My main idea is: you can update from your observed reaction to fiction and/or counterfactuals.
The fallacy of generalizing from fictional evidence happens when you treat events having happened in fiction, following the rules of good writing rather than verisimilitude, as observations of reality. The facts may be wrong but, if you suspend your disbelief for a while and get immersed in the story, your emotional reaction will be real.
Compare this to counterfactual reasoning or forecasting scenarios. You explicitly build alternate versions of reality. You will actually experience only one. (Others may belong to other Everett branches if they're consistent with your past, but not yours!)

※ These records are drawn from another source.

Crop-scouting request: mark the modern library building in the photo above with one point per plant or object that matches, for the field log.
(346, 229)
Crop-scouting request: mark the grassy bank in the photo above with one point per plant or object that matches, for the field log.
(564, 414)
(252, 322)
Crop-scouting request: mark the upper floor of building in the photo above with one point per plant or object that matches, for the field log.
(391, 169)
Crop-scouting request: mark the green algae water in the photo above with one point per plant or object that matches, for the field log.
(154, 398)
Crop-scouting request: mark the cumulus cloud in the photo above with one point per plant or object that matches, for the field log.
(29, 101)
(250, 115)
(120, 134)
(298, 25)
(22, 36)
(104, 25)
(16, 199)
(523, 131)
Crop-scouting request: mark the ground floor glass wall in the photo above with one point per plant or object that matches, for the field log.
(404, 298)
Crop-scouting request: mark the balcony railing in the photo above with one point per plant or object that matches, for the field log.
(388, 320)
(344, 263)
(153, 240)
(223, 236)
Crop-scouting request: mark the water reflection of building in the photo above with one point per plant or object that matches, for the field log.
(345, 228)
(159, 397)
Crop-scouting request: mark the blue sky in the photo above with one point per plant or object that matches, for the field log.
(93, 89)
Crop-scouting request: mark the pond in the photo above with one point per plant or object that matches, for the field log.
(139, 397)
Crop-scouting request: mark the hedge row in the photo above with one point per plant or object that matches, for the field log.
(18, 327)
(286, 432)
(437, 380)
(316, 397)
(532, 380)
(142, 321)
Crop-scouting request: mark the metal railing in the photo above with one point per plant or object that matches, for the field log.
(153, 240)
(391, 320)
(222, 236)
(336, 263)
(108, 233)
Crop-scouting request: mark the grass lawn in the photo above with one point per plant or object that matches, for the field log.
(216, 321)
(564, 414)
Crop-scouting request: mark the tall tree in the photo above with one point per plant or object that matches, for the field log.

Here as well, you will be considering your reaction to those alternate version. Is this possible future worth avoiding? Worth fighting for? Ideally, this evaluation should be separate from how much probability mass you assign to this particular scenario.
In his original essay, Yudkowsky critiques the jump from "sci-fi displays a compelling narrative" to "sci-fi portrays realistic/probable scenarios". Indeed there's a jump which shouldn't be made between the cherry-picked manufactured whatever scenario, and careful forecasting.
Not about what is actually happening (or has happened or would happen), but about you. The fact that you could believe a particular scenario says something about your ability to be confused by fiction vs. reality. If, when breaking out of immersion, not longer suspending disbelief, belief remains, it should give you pause.
More importantly, if the fictional narrative gets dismissed, the emotional impact shouldn't be. I can't find the original quote: "nonfiction is about conveying fact, fiction is about conveying experience". Your feelings are valid. One point of rationalist fiction is to immerse you in situations where characters solve problems, reason carefully, work with their emotions instead of against them.
Personal example. Consider this Doctor Who clip, where a struggling Vincent van Gogh is taken to 2010 to receive high praise from a museum curator. It never happened. Yet, the acting, the tragedy, inspires me and gives me motivation. Same goes for HPMoR, which definitely never happened and still moved me.
This is "fictional evidence" not by the plot being real, but by the evidence of a reaction to fiction being real.
So what kind of updates can you make on it? It helps build, for me, a better model of my own motivation.
That my judgment about some art or page of mine being worthless should be anchored by other people's feelings rather than my own (occasional) despair. That there is strength to be found in solving problems collectively. That it's okay to pause and think, and take time for yourself.
All of this and more, I learned from fiction before experiencing it myself. Same goes from all the existential risk scenarios that didn't happen, and hopefully never will: my reaction to them still informs my decisions today.
This is distinct from Wei Dai's fictional insight, where fiction exposes you to a particular idea/hypothesis/thought-pattern you hadn't considered before and expands your mindset. Here, I focused on how your relationship with not-our-universe can inform your relationship with reality, by virtue of being experienced by the same brain.
Thanks to Adam Shimi for his feedback on the draft of this post.